This column first appeared on Broadsheet on March 29th and draws together some of the points I have been making over previous weeks, particularly relating to Fianna Fáil’s existential crisis and the dramatic changes it must make, and quickly, if it is to remain relevant in Irish politics. The party’s support levels are now lower than they were when Martin moved to out his predecessor. Martin cannot halt the inevitable, but he can still determine his legacy.
Much as I would prefer not to think about it, it is impossible for anyone with an interest in politics not to see yesterday’s Red C, Sunday Business Post poll as a seminal political moment for Fianna Fáil.
Ironically, for a poll that will be viewed as a landmark, the movements it records are quite small. I am sure this is something from which Taoiseach Micheál Martin will try to draw some comfort. Fianna Fáil’s latest 2% drop is within the margin of error and it is not in itself massively statistically important – except, it is yet another step bringing the party back down at its lowest ever point.
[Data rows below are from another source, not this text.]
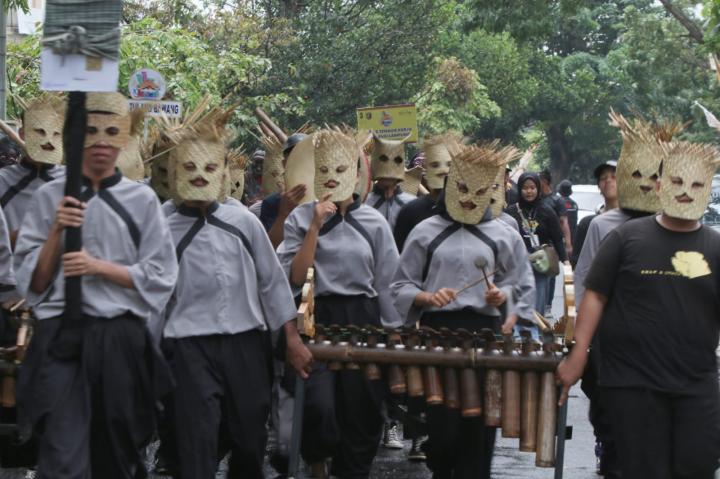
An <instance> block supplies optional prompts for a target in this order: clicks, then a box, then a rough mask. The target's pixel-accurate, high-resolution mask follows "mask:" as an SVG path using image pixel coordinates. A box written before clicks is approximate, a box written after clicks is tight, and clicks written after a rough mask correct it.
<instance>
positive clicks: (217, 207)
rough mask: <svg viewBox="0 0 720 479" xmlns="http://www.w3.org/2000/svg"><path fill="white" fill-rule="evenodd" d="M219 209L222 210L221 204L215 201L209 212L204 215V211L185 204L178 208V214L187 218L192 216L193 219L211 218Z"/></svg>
mask: <svg viewBox="0 0 720 479" xmlns="http://www.w3.org/2000/svg"><path fill="white" fill-rule="evenodd" d="M218 208H220V203H218V202H217V201H213V202H212V203H210V204H209V205H208V207H207V211H206V212H205V214H204V215H203V211H202V210H201V209H200V208H193V207H192V206H188V205H186V204H185V203H180V206H178V213H180V214H181V215H185V216H191V217H193V218H200V217H202V216H210V215H211V214H213V213H215V211H217V209H218Z"/></svg>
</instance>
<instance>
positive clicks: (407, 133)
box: [357, 104, 418, 143]
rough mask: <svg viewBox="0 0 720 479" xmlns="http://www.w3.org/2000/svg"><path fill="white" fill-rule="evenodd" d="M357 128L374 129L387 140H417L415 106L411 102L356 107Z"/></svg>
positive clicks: (416, 125)
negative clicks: (359, 107)
mask: <svg viewBox="0 0 720 479" xmlns="http://www.w3.org/2000/svg"><path fill="white" fill-rule="evenodd" d="M357 116H358V129H359V130H371V131H374V132H375V134H376V135H377V136H379V137H380V138H383V139H387V140H403V139H405V138H406V137H407V136H408V135H410V137H409V138H408V139H407V140H406V143H416V142H417V141H418V129H417V108H416V107H415V105H413V104H407V105H386V106H372V107H366V108H358V109H357Z"/></svg>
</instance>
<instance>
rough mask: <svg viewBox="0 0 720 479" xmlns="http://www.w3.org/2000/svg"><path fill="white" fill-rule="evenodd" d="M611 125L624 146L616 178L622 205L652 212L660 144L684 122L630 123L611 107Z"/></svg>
mask: <svg viewBox="0 0 720 479" xmlns="http://www.w3.org/2000/svg"><path fill="white" fill-rule="evenodd" d="M610 125H611V126H614V127H616V128H618V129H619V130H620V134H621V135H622V138H623V146H622V150H621V152H620V158H619V160H618V165H617V171H616V177H617V188H618V200H619V202H620V207H621V208H627V209H631V210H637V211H644V212H648V213H654V212H656V211H658V210H659V209H660V200H659V198H658V197H657V194H656V193H655V182H656V181H657V179H658V178H659V177H660V163H661V161H662V156H663V149H662V143H666V142H668V141H670V140H671V139H672V137H673V136H675V135H677V134H678V133H680V132H681V131H682V130H683V128H684V125H682V124H681V123H677V122H664V123H649V122H645V121H642V120H640V119H635V120H633V121H632V122H630V121H628V120H627V119H626V118H625V117H624V116H622V115H621V114H619V113H616V112H615V111H614V110H610Z"/></svg>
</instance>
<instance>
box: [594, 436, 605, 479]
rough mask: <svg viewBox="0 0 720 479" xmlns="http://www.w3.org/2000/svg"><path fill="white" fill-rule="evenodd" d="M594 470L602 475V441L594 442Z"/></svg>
mask: <svg viewBox="0 0 720 479" xmlns="http://www.w3.org/2000/svg"><path fill="white" fill-rule="evenodd" d="M595 472H596V473H597V474H599V475H604V471H603V468H602V443H601V442H600V441H597V442H595Z"/></svg>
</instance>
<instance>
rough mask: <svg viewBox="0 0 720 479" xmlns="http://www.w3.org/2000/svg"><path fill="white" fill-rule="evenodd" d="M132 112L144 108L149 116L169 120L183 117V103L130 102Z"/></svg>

The party has recorded 11% in Red C polls before. Last October was the last time. The time before that was… well, never. Its lowest previous Red C rating was the 14% of early 2011 that provoked Micheál Martin to challenge Taoiseach Brian Cowen saying: “
I believe that Fianna Fáil must recognize the reality of the current climate of public opinion… I have reluctantly concluded that, in these circumstances, Fianna Fáil should change its leader.”